In each of the above embodiments, the aqueous dope contained an antibiotic. However, the antibiotic was not contained in the aqueous dope, and a water-soluble algin fiber was spun from the aqueous dope into a coagulation bath. The same effect can be obtained by immersing the water-soluble algin fiber in the antibiotic-containing liquid so that the water-soluble algin fiber contains the antibiotic.

[0040]

As described above, according to the method for producing water-soluble algin fiber containing antibiotics of the present invention, water-soluble algin fibers containing antibiotics can be obtained. The antibiotic-encapsulated water-soluble algin fiber of the present invention is an antibiotic that has been conventionally used as an ointment or an injection solution, and the water-soluble algin fiber is included in the water-soluble algin fiber. When used as a coating material, it is possible to prevent damage caused by bacteria such as infectious diseases, and it can be expected that the efficacy of antibiotics will be maintained longer than ointments and injection solutions. Therefore, the antibiotic-containing water-soluble algin fiber of the present invention can be suitably used as a medical material such as a gauze, a bandage, and a patch.

[Brief description of the drawings]

FIG. 1 is a graph showing the relationship between polymyxin B concentration and absorbance in a polymyxin B-containing aqueous dope and a polymyxin B-containing water-soluble algin fiber according to the present invention.

FIG. 2 is a graph showing the relationship between the concentration of tetracycline and the absorbance in a tetracycline-containing aqueous dope and a tetracycline-encapsulated water-soluble algin fiber according to the present invention.

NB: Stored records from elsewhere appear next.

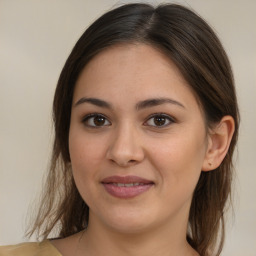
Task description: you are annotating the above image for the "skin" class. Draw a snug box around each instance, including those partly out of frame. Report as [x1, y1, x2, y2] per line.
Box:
[53, 44, 233, 256]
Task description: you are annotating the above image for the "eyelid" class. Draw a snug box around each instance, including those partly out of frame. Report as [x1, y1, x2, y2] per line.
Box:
[81, 113, 111, 128]
[144, 112, 176, 128]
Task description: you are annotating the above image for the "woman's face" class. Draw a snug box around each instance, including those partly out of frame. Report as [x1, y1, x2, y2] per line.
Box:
[69, 44, 210, 233]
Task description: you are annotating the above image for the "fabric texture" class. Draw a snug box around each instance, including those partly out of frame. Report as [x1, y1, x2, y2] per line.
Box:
[0, 240, 62, 256]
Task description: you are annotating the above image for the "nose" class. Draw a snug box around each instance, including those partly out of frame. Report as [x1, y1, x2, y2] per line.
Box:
[107, 124, 144, 167]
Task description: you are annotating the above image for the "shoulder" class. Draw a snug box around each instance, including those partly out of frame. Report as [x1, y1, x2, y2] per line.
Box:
[0, 240, 61, 256]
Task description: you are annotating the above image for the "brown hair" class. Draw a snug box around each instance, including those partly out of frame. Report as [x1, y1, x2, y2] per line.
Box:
[30, 4, 239, 256]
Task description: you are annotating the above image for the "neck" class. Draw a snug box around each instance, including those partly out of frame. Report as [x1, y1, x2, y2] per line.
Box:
[78, 212, 198, 256]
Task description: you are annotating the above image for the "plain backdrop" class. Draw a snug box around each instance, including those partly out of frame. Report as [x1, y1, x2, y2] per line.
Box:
[0, 0, 256, 256]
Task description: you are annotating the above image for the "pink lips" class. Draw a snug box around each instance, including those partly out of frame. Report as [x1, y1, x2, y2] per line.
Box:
[101, 176, 154, 199]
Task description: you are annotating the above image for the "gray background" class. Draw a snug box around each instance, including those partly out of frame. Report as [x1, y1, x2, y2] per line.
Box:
[0, 0, 256, 256]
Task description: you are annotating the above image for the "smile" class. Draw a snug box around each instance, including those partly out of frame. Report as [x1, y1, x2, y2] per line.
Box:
[101, 176, 154, 199]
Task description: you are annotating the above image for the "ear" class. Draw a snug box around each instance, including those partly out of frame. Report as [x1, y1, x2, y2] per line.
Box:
[202, 116, 235, 171]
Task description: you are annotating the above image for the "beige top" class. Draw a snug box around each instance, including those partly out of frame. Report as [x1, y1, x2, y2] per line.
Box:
[0, 240, 62, 256]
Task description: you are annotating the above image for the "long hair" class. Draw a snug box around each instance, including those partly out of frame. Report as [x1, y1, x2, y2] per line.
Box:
[30, 4, 239, 256]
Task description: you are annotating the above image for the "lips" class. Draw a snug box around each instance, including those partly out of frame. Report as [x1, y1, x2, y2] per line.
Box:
[101, 176, 154, 199]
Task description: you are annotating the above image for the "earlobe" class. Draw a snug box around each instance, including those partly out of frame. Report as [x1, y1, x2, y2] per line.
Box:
[202, 116, 235, 171]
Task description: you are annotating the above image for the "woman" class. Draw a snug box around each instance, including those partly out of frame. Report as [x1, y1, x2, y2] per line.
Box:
[0, 4, 239, 256]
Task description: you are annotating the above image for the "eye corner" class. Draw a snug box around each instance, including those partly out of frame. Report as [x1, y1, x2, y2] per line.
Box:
[144, 113, 176, 129]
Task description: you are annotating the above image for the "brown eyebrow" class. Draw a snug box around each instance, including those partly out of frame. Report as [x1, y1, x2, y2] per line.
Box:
[75, 97, 185, 110]
[75, 97, 112, 109]
[136, 98, 185, 110]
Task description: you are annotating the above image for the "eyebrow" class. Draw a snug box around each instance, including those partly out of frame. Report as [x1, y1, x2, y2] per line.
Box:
[75, 97, 112, 109]
[75, 97, 185, 110]
[136, 98, 185, 110]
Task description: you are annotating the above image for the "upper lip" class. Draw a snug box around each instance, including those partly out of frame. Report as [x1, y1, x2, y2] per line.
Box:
[101, 175, 154, 184]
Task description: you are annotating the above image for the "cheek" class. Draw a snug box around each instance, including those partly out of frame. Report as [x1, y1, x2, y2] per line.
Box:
[152, 134, 205, 193]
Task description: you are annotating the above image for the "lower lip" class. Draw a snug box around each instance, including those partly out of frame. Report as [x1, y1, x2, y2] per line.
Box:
[103, 183, 153, 199]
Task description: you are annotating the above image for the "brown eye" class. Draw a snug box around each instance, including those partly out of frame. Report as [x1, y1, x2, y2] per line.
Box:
[83, 114, 110, 127]
[146, 114, 174, 127]
[154, 116, 166, 126]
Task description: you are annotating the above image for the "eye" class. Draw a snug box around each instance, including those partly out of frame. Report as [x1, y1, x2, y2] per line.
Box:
[82, 114, 111, 127]
[145, 114, 174, 127]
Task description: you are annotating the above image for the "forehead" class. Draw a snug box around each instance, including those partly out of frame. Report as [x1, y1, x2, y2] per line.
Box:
[74, 44, 199, 110]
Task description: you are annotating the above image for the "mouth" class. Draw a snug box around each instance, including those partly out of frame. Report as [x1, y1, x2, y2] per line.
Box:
[101, 176, 154, 199]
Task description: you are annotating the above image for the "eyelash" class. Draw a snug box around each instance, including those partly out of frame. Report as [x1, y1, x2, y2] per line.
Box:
[82, 113, 176, 128]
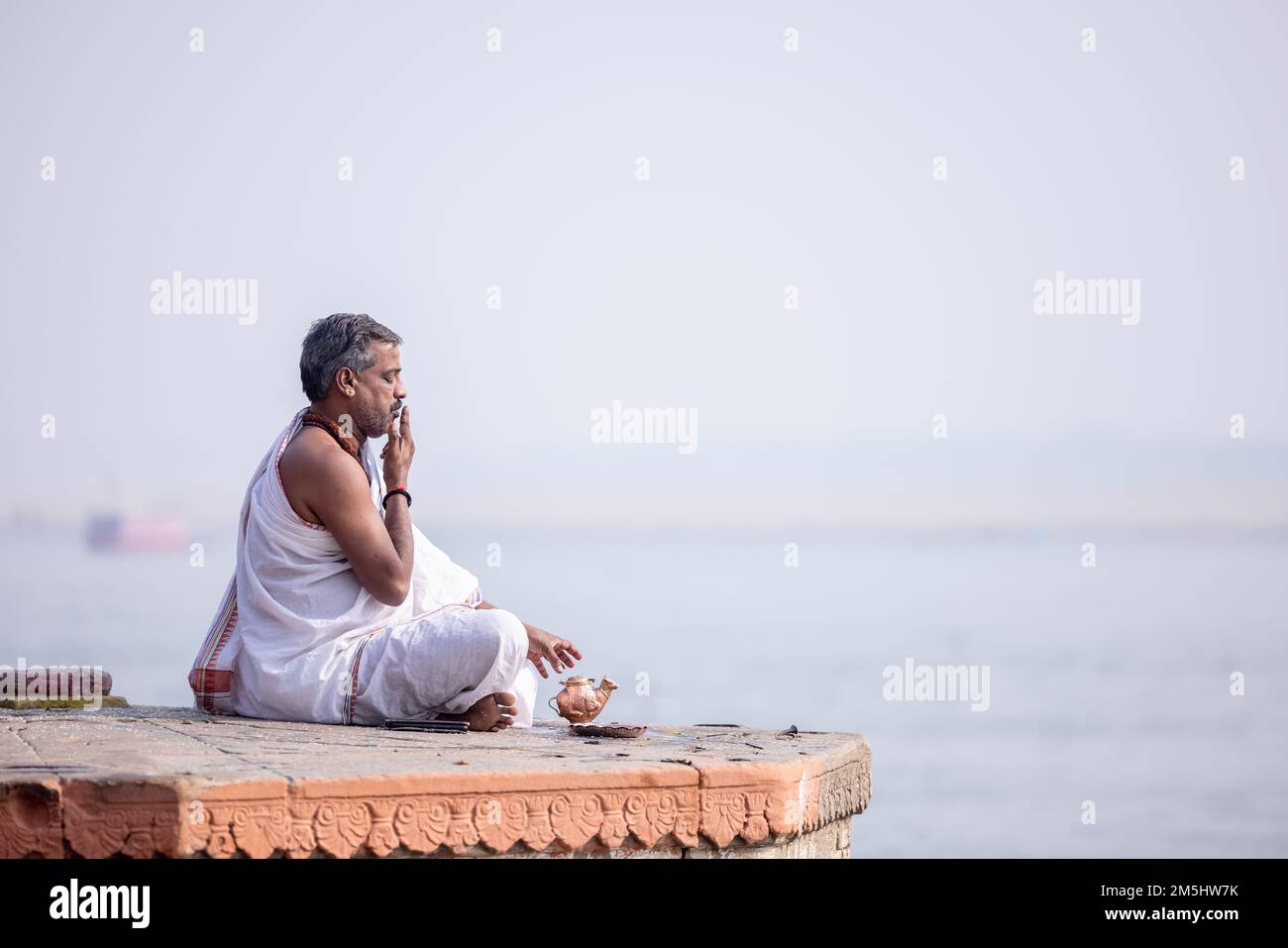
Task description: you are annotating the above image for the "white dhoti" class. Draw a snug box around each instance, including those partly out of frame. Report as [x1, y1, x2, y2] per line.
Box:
[188, 408, 537, 726]
[351, 605, 537, 728]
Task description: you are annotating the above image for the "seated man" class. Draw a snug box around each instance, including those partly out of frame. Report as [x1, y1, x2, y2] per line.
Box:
[188, 313, 581, 732]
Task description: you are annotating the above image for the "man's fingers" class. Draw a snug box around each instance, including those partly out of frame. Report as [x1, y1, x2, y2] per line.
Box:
[545, 645, 563, 671]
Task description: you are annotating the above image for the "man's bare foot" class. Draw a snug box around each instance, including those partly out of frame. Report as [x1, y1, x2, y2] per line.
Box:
[438, 691, 515, 730]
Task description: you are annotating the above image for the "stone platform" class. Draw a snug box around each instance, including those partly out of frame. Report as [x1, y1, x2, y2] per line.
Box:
[0, 707, 872, 858]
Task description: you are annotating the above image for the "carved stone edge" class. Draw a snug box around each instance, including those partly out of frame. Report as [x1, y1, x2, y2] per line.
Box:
[0, 755, 872, 859]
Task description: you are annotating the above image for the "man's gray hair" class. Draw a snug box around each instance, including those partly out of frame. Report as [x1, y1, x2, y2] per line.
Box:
[300, 313, 402, 402]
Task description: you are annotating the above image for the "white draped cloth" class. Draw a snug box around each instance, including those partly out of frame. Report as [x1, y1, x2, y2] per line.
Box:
[188, 407, 537, 726]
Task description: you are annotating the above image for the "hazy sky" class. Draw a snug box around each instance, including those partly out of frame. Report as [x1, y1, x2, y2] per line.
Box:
[0, 3, 1288, 524]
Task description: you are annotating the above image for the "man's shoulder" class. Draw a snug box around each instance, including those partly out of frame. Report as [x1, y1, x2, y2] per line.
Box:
[277, 425, 370, 523]
[278, 425, 353, 477]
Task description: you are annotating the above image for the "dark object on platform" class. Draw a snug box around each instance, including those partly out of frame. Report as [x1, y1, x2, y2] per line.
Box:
[383, 717, 471, 733]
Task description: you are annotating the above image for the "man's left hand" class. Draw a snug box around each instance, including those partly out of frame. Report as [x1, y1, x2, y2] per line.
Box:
[523, 622, 581, 678]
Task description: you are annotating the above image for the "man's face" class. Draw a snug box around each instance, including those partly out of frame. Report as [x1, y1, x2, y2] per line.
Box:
[353, 343, 407, 438]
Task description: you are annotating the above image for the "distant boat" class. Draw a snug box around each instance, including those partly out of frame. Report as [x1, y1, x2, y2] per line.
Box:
[85, 514, 189, 553]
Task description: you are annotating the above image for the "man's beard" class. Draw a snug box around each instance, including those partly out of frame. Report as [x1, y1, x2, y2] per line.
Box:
[355, 409, 391, 438]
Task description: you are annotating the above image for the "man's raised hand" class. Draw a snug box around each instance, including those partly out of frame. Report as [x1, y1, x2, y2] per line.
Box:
[380, 404, 416, 487]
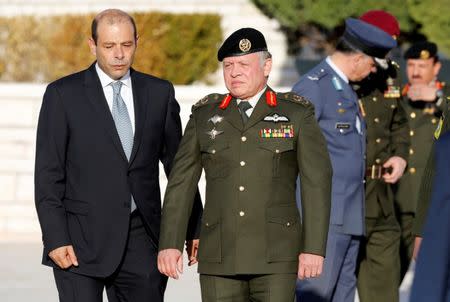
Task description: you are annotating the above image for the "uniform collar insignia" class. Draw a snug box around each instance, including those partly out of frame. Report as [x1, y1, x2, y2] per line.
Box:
[206, 128, 223, 139]
[264, 113, 289, 123]
[208, 114, 223, 126]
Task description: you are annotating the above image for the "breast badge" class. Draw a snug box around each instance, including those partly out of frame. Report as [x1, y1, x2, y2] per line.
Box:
[259, 125, 294, 138]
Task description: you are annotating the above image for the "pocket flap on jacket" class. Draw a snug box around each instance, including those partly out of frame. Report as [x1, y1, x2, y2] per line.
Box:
[63, 198, 90, 215]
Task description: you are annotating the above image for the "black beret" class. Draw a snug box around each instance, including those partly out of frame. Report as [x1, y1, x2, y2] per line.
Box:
[404, 41, 437, 60]
[217, 27, 267, 62]
[342, 18, 397, 59]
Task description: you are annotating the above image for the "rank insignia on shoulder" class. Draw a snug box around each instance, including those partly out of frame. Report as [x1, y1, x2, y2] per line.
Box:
[264, 113, 289, 123]
[206, 128, 223, 139]
[208, 114, 223, 125]
[434, 117, 444, 139]
[384, 85, 401, 99]
[259, 125, 294, 138]
[194, 95, 208, 107]
[331, 76, 342, 91]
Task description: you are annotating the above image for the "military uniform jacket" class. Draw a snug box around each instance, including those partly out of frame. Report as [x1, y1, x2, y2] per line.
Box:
[396, 81, 448, 213]
[293, 57, 366, 235]
[160, 88, 332, 275]
[356, 62, 409, 218]
[413, 95, 450, 237]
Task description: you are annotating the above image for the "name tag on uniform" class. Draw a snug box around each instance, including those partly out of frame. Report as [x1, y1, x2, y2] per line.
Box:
[336, 123, 350, 130]
[259, 125, 294, 138]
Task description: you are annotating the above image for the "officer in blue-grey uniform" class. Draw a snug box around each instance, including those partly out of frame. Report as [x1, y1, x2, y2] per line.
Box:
[293, 18, 397, 302]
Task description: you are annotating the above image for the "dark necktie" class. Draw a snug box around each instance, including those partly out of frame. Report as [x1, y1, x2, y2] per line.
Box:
[238, 101, 252, 125]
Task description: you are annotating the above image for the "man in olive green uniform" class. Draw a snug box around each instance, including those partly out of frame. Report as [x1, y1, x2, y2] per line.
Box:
[158, 28, 332, 302]
[355, 10, 409, 302]
[395, 41, 446, 278]
[413, 76, 450, 259]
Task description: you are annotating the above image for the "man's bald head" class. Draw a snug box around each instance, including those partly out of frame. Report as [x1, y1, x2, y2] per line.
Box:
[91, 9, 137, 44]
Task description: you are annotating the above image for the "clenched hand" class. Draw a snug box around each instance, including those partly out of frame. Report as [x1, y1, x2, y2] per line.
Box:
[158, 249, 183, 279]
[298, 253, 323, 280]
[48, 245, 78, 269]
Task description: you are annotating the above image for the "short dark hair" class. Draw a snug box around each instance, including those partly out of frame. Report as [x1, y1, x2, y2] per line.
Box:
[91, 9, 137, 44]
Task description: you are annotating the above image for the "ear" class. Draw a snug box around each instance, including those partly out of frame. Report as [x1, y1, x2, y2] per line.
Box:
[88, 37, 97, 57]
[263, 58, 272, 77]
[433, 61, 442, 77]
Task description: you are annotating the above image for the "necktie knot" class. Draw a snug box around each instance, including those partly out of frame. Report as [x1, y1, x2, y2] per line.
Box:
[238, 101, 253, 124]
[111, 81, 123, 95]
[238, 101, 253, 113]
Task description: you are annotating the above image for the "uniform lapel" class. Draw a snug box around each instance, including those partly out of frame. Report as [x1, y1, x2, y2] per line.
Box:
[244, 87, 272, 130]
[223, 98, 244, 131]
[130, 69, 149, 165]
[84, 64, 128, 161]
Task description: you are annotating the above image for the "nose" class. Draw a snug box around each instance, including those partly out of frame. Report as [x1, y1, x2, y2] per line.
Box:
[230, 64, 241, 78]
[114, 46, 124, 59]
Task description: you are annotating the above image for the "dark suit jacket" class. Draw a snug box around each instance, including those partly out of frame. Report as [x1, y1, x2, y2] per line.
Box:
[35, 64, 201, 277]
[411, 132, 450, 302]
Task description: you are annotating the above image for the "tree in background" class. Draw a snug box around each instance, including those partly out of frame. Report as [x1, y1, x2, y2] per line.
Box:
[252, 0, 450, 59]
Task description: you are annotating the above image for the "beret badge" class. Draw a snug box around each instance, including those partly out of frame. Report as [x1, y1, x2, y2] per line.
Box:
[239, 39, 252, 52]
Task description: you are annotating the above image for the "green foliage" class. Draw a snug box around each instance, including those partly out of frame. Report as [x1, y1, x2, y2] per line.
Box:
[252, 0, 450, 55]
[407, 0, 450, 55]
[0, 13, 222, 84]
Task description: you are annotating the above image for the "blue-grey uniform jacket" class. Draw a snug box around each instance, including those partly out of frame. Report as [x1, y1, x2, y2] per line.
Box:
[293, 60, 366, 235]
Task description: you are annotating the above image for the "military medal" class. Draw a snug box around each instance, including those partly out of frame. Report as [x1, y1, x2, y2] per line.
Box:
[331, 76, 342, 91]
[208, 114, 223, 126]
[264, 113, 289, 123]
[259, 125, 294, 138]
[206, 128, 223, 139]
[434, 116, 444, 139]
[358, 99, 366, 117]
[266, 90, 277, 107]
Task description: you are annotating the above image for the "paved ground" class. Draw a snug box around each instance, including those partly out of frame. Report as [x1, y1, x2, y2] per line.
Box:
[0, 242, 412, 302]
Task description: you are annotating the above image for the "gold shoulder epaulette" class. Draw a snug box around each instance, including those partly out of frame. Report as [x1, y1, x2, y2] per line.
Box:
[277, 92, 311, 106]
[193, 93, 224, 108]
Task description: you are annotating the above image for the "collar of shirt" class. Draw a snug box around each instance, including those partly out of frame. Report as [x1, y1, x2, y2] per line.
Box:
[95, 63, 135, 133]
[95, 63, 131, 89]
[326, 57, 348, 84]
[236, 85, 267, 117]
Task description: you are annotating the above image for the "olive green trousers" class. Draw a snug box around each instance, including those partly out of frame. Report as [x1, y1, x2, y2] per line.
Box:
[200, 274, 297, 302]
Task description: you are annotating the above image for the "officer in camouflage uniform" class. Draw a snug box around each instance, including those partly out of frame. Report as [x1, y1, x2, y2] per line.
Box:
[354, 10, 409, 302]
[158, 28, 332, 302]
[395, 41, 447, 279]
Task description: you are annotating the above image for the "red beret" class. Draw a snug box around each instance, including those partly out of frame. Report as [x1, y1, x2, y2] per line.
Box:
[359, 10, 400, 38]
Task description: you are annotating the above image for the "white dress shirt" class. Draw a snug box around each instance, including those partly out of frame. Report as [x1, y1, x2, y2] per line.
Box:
[95, 63, 135, 134]
[236, 86, 267, 118]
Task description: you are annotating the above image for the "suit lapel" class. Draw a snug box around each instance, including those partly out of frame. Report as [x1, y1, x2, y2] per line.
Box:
[244, 87, 272, 130]
[84, 64, 128, 161]
[130, 69, 149, 165]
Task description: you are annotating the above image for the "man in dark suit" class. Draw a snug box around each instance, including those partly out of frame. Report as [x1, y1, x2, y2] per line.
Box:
[35, 10, 201, 302]
[411, 132, 450, 302]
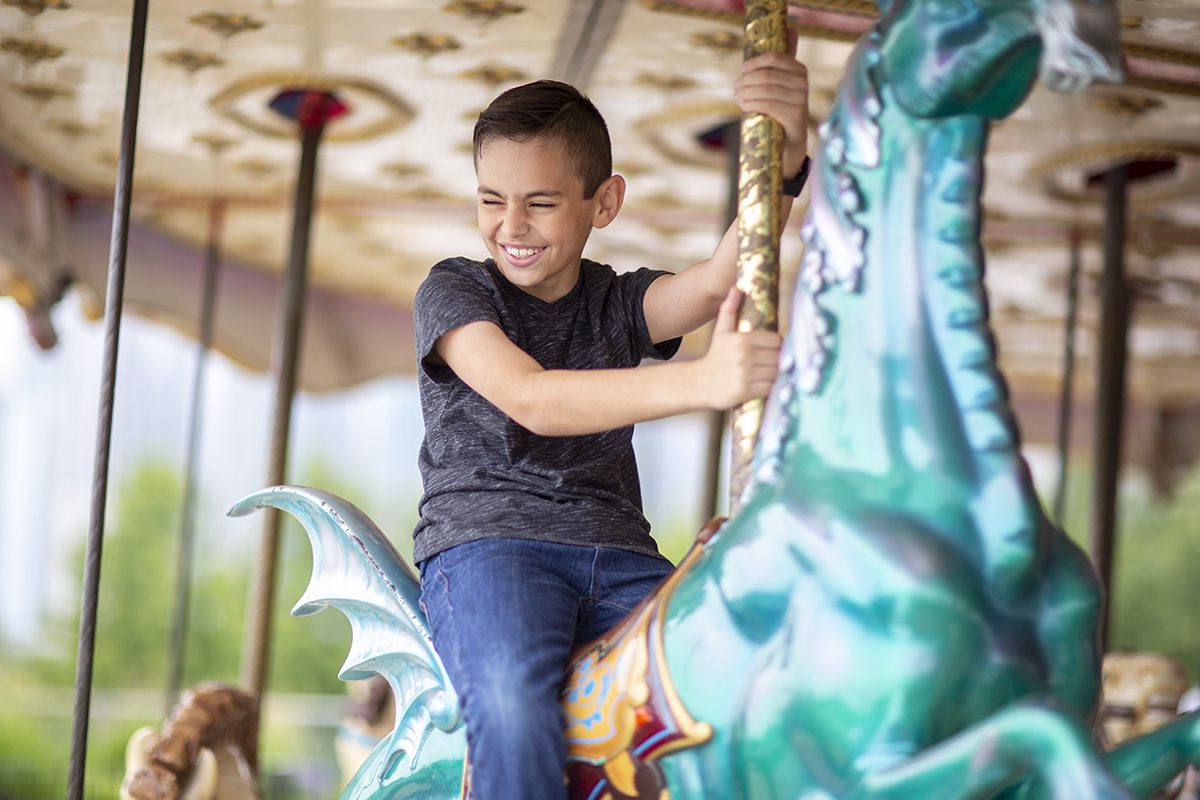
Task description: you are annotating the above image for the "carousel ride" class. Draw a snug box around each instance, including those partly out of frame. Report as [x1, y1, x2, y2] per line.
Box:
[2, 0, 1200, 800]
[126, 0, 1200, 800]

 ──────────────────────────────────────────────────続 き Continuing on the front page (72) Inventor Satoshi Fukuoka 2-3-3 Hananomiyacho, Takamatsu-shi, Kagawa Pref. Shikoku Industrial Technology Laboratory (72) Inventor Hideki Oiga 2-chome Hananomiyacho, Takamatsu-shi, Kagawa No. 3 Inside Shikoku Institute of Industrial Technology (72) Inventor Riki Asaoka 5-1-1 Ebishimacho, Sakai City, Osaka Prefecture (72) Inventor Hiroyuki Tenma 5 Ebishimacho, Sakai City, Osaka Prefecture No. 1 Sakai Chemical Industry Co., Ltd. Examiner Shunichi Yokoo

Claims (2)

(57) [Claims] 1. A water-soluble algin fiber containing an antibiotic, wherein the antibiotic is included in the water-soluble algin fiber. 2. A method for producing an antibiotic-containing water-soluble algin fiber, comprising spinning an aqueous dope containing an antibiotic and a water-soluble alginate into a hydrophilic organic solvent.